In this buzz: Layoffs vs RIFs; Tech unemployment rate; IBM,MSFT, Salesforce, Amazon, Meta, Spotify and Google; and more …
Layoffs vs RIFs:
Tech layoffs have received much attention in the news over the last few months. Not to minimize the impact on people who have been affected by RIFs, it’s important to put these layoffs in perspective. Yes, almost 60,000 tech sector layoffs were announced in this month alone. Just yesterday, IBM disclosed that it is laying off 4000 employees. This is in addition to MSFT, Salesforce, Amazon, Meta, Spotify and Google all axing people.
However, the recent layoffs are dwarfed by the number of jobs added in tech during the pandemic. Google, for example, laid off 12,000 employees but had added almost 40,000 in the previous year. The tech job market is still tight, the unemployment rate in the Mecca of tech world, San Francisco is 2% as of last month and California is gaining jobs.

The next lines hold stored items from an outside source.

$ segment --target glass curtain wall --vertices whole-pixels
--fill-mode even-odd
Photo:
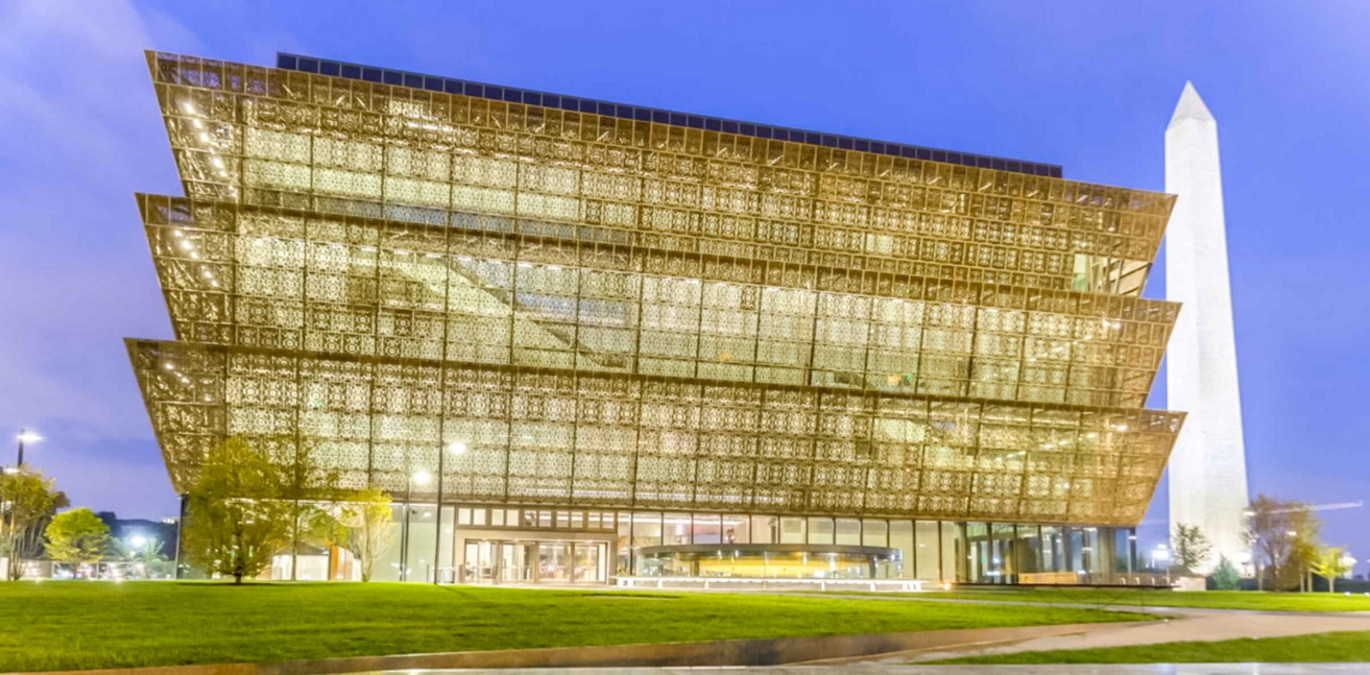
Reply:
[[[438,509],[432,504],[411,504],[407,508],[402,503],[396,504],[391,524],[396,543],[378,558],[374,578],[441,583],[457,580],[460,571],[451,562],[456,545],[454,533],[466,527],[617,532],[616,544],[604,550],[569,544],[562,550],[556,543],[540,543],[522,553],[526,560],[521,563],[505,561],[499,566],[500,569],[545,568],[551,576],[540,578],[549,581],[556,580],[557,572],[550,571],[553,569],[567,570],[567,574],[574,569],[577,582],[607,581],[603,576],[606,569],[609,574],[623,576],[688,575],[693,567],[672,562],[673,558],[659,551],[650,556],[641,551],[663,546],[729,544],[887,549],[872,558],[873,567],[862,575],[933,582],[1106,583],[1113,575],[1139,569],[1135,564],[1129,568],[1130,556],[1135,556],[1134,535],[1130,530],[1115,528],[738,513],[455,508],[446,505],[441,513],[439,525]],[[438,535],[439,527],[441,536]],[[517,553],[513,548],[505,548],[511,555]],[[728,555],[746,555],[739,550]],[[489,552],[490,556],[495,554],[493,549]],[[609,558],[602,561],[602,556]],[[467,557],[471,557],[470,552]],[[468,560],[468,564],[470,562]],[[800,567],[805,565],[808,563]],[[494,568],[493,562],[491,567]],[[844,574],[856,573],[847,571]],[[1070,580],[1061,576],[1063,574]]]

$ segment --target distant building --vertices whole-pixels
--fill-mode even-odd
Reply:
[[[96,515],[109,527],[110,537],[120,540],[125,546],[134,550],[146,546],[160,547],[162,555],[176,557],[177,537],[180,535],[178,519],[120,518],[113,511],[101,511]]]
[[[396,501],[380,578],[1135,582],[1173,198],[282,55],[149,54],[172,482],[240,436]],[[872,114],[882,114],[872,110]],[[349,578],[345,556],[310,574]],[[281,573],[278,559],[277,576]]]

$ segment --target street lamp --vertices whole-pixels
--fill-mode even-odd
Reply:
[[[27,430],[27,429],[20,429],[20,430],[19,430],[19,435],[18,435],[18,436],[15,436],[15,439],[17,439],[17,440],[19,441],[19,461],[16,463],[16,466],[23,466],[23,465],[24,465],[24,444],[25,444],[25,443],[37,443],[38,441],[43,440],[43,437],[42,437],[42,436],[39,436],[38,434],[35,434],[35,433],[33,433],[32,431],[29,431],[29,430]]]

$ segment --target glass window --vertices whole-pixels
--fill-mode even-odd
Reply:
[[[752,519],[747,516],[723,516],[723,543],[750,544]]]
[[[633,574],[633,525],[629,514],[618,519],[618,560],[614,566],[619,574]]]
[[[920,520],[914,525],[914,570],[915,579],[940,581],[942,579],[941,535],[937,531],[937,521]],[[955,568],[952,568],[955,569]]]
[[[832,518],[809,519],[809,543],[831,544],[833,542]]]
[[[452,519],[457,515],[456,511],[451,506],[442,507],[442,536],[438,537],[438,580],[442,583],[456,581],[456,571],[452,566],[452,543],[456,537]]]
[[[719,544],[723,538],[722,517],[716,513],[696,513],[694,517],[694,543]]]
[[[990,576],[990,538],[988,523],[966,523],[966,580],[974,584],[994,581]]]
[[[1066,563],[1067,572],[1080,573],[1085,570],[1085,533],[1078,527],[1067,527],[1065,530],[1066,539]]]
[[[661,545],[661,514],[633,514],[633,548]]]
[[[486,509],[471,509],[471,524],[484,526],[486,524],[485,514]]]
[[[883,520],[867,518],[861,521],[862,546],[889,546],[888,525]]]
[[[1018,536],[1013,542],[1013,571],[1018,581],[1022,575],[1042,571],[1042,540],[1037,536],[1036,525],[1019,525]]]
[[[490,509],[490,524],[495,527],[504,526],[504,509]]]
[[[838,518],[837,543],[848,546],[860,546],[861,521],[855,518]]]
[[[892,576],[901,579],[915,579],[915,563],[918,554],[914,551],[913,544],[913,522],[908,520],[891,520],[890,528],[890,548],[899,551],[899,565],[894,570]]]
[[[667,546],[680,546],[690,543],[691,519],[688,513],[667,513],[662,518],[662,542]]]
[[[956,523],[944,522],[942,527],[942,576],[948,581],[965,581],[969,578],[966,571],[966,534],[965,529]]]
[[[1014,558],[1017,556],[1017,552],[1013,545],[1013,526],[995,523],[992,535],[989,549],[989,577],[991,581],[996,583],[1008,583],[1013,580],[1013,575],[1018,573],[1018,568],[1014,567]]]
[[[1061,572],[1065,561],[1065,541],[1061,528],[1054,525],[1042,526],[1042,571]]]
[[[804,519],[784,517],[780,519],[780,543],[804,543]]]
[[[409,557],[406,581],[433,583],[437,574],[437,517],[432,506],[415,505],[409,510]]]
[[[391,506],[391,530],[394,541],[399,542],[400,532],[403,527],[404,507]],[[376,556],[375,567],[372,572],[373,581],[399,581],[400,580],[400,547],[390,546],[385,551]]]
[[[552,522],[551,511],[538,511],[538,527],[544,529],[556,527],[556,523]]]
[[[457,509],[457,524],[458,524],[458,525],[470,525],[470,524],[471,524],[471,509],[467,509],[467,508]]]
[[[1080,569],[1086,574],[1101,571],[1099,566],[1099,528],[1086,527],[1080,530]]]
[[[752,543],[775,544],[780,541],[780,518],[752,516]]]
[[[1137,531],[1118,528],[1113,531],[1114,569],[1132,573],[1142,568],[1137,560]]]

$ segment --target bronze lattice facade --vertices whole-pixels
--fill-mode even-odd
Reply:
[[[177,339],[128,346],[178,491],[238,435],[429,502],[1127,527],[1179,430],[1143,407],[1178,311],[1140,297],[1167,195],[148,59],[186,197],[138,203]]]

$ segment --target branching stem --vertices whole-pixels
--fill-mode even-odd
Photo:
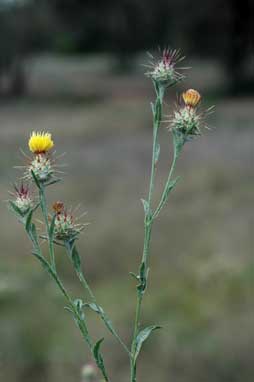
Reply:
[[[163,106],[163,97],[165,92],[165,87],[160,86],[156,83],[154,83],[155,91],[156,91],[156,101],[155,104],[152,105],[152,111],[153,111],[153,149],[152,149],[152,164],[151,164],[151,176],[150,176],[150,184],[149,184],[149,192],[148,192],[148,200],[147,205],[145,208],[145,219],[144,219],[144,247],[143,247],[143,254],[142,254],[142,262],[140,266],[140,270],[142,269],[142,275],[145,278],[143,289],[138,286],[137,288],[137,299],[136,299],[136,313],[135,313],[135,322],[134,322],[134,331],[133,331],[133,338],[132,338],[132,346],[131,346],[131,362],[130,362],[130,368],[131,368],[131,382],[137,381],[137,366],[136,366],[136,359],[135,359],[135,351],[136,351],[136,340],[137,336],[140,330],[140,320],[141,320],[141,308],[142,308],[142,301],[143,297],[146,291],[147,286],[147,278],[148,278],[148,259],[149,259],[149,253],[150,253],[150,242],[151,242],[151,233],[152,233],[152,225],[154,222],[154,219],[159,215],[161,209],[165,205],[168,199],[169,192],[173,189],[176,181],[174,183],[172,182],[172,175],[176,166],[176,162],[178,159],[178,156],[181,152],[181,149],[183,147],[184,141],[179,140],[178,137],[173,134],[174,140],[174,155],[173,155],[173,161],[170,167],[169,175],[164,187],[164,190],[162,192],[161,199],[159,201],[158,207],[153,212],[152,210],[152,197],[153,197],[153,191],[154,191],[154,184],[155,184],[155,173],[156,173],[156,165],[159,157],[159,144],[158,144],[158,131],[161,124],[161,117],[162,117],[162,106]],[[141,281],[141,272],[138,276],[139,280]]]

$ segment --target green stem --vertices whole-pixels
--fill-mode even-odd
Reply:
[[[109,379],[108,379],[108,377],[106,375],[105,368],[104,367],[103,368],[100,367],[101,365],[98,364],[98,360],[94,356],[94,345],[93,345],[93,341],[92,341],[92,339],[91,339],[91,337],[89,335],[89,331],[88,331],[88,328],[87,328],[87,324],[86,324],[85,318],[82,317],[81,314],[79,313],[79,311],[77,309],[77,306],[73,302],[72,298],[69,296],[68,292],[66,291],[63,283],[61,282],[61,280],[60,280],[60,278],[59,278],[59,276],[57,274],[56,264],[55,264],[55,255],[54,255],[53,235],[50,233],[50,230],[52,229],[52,227],[50,227],[49,221],[48,221],[48,210],[47,210],[45,189],[44,189],[43,185],[40,185],[38,188],[39,188],[40,206],[41,206],[42,214],[43,214],[43,217],[44,217],[44,220],[45,220],[47,236],[48,236],[48,242],[49,242],[50,263],[44,258],[44,256],[42,255],[41,248],[40,248],[38,242],[34,241],[32,239],[32,237],[31,237],[31,234],[30,234],[29,237],[32,239],[32,242],[33,242],[33,245],[34,245],[34,248],[35,248],[34,255],[40,260],[40,262],[42,263],[44,268],[48,271],[48,273],[53,278],[53,280],[56,282],[56,284],[59,287],[60,291],[62,292],[62,294],[64,295],[64,297],[68,301],[70,310],[73,313],[74,320],[75,320],[78,328],[81,331],[82,337],[87,342],[88,347],[90,349],[90,352],[91,352],[92,356],[94,357],[98,367],[100,368],[100,370],[102,372],[102,375],[105,378],[105,381],[109,382]],[[52,224],[53,224],[53,228],[54,228],[54,220],[53,220]]]
[[[164,97],[164,87],[157,87],[154,84],[156,89],[156,102],[155,107],[153,108],[153,151],[152,151],[152,164],[151,164],[151,176],[150,176],[150,185],[149,185],[149,193],[148,193],[148,205],[151,208],[152,202],[152,194],[154,189],[154,178],[156,172],[156,149],[158,144],[158,131],[161,123],[161,114],[162,114],[162,103]]]
[[[90,288],[85,276],[83,275],[82,272],[76,272],[77,273],[77,276],[81,282],[81,284],[83,285],[83,287],[87,290],[89,296],[91,297],[92,299],[92,302],[95,304],[96,308],[98,310],[100,310],[100,306],[99,304],[97,303],[97,300],[96,300],[96,297],[92,291],[92,289]],[[108,328],[108,318],[105,314],[105,312],[103,311],[103,313],[100,315],[102,321],[104,322],[106,328]],[[128,347],[125,345],[125,343],[123,342],[123,340],[121,339],[121,337],[119,336],[119,334],[116,332],[116,330],[111,326],[110,327],[110,332],[113,334],[113,336],[117,339],[117,341],[119,342],[119,344],[125,349],[125,351],[130,355],[130,351],[128,349]]]
[[[29,237],[30,237],[30,235],[29,235]],[[60,280],[59,276],[57,275],[56,271],[53,269],[51,264],[49,264],[49,262],[42,255],[42,252],[41,252],[41,249],[40,249],[39,245],[35,245],[35,241],[34,240],[32,240],[32,242],[33,242],[34,249],[35,249],[33,254],[37,257],[37,259],[41,262],[43,267],[47,270],[47,272],[49,273],[51,278],[55,281],[56,285],[58,286],[58,288],[60,289],[60,291],[64,295],[65,299],[67,300],[67,302],[69,304],[70,311],[72,312],[72,314],[74,316],[74,320],[75,320],[79,330],[81,331],[82,337],[84,338],[84,340],[88,344],[90,352],[91,352],[92,356],[94,357],[94,351],[93,351],[94,350],[94,345],[93,345],[93,341],[92,341],[92,339],[91,339],[91,337],[89,335],[89,331],[88,331],[87,324],[86,324],[86,321],[85,321],[84,317],[82,317],[80,315],[80,313],[79,313],[79,311],[77,309],[77,306],[75,305],[75,303],[73,302],[72,298],[68,294],[68,292],[65,289],[62,281]],[[95,359],[95,361],[97,363],[97,359]],[[109,382],[109,378],[106,375],[105,369],[102,370],[100,365],[98,365],[98,367],[101,369],[101,372],[102,372],[103,377],[105,378],[105,381]]]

What doesn’t make the headlines is that…
– over 80% of laid-off tech workers have found a new job in three months or less.
– Fifty percent of those rehired reported they received pay increases.
– Three quarters of laid off employees returned to the tech industry, so things don’t see as bad as the headlines looks.
Finally, keep in mind that the tech industry, as much press as it gets, is only a sliver of the overall economy and in other sectors, companies report having to increase wages to attract and retain workers.
*Layoffs vs RIFs:
A layoff is a temporary involuntary separation of employment as a result of budgetary or operational reforms (not enough work for the employee to do or some other business decision has led to a role being redundant or unneeded at the current time).Layoffs are typically temporary.
Although a layoff is considered to be a temporary termination of employment, it can become permanent. Say, for example, that the role isn’t needed again. After a certain amount of time, the layoff becomes a RIF. RIFs (Reduction in force):
A reduction in force is implemented when there is no longer a need for an employee’s position and the termination of employment is permanent from the start.
A RIF is usually preceded by a change in business strategy, radical budget reforms, or any other drastic issues that cannot be solved with a temporary termination of employment.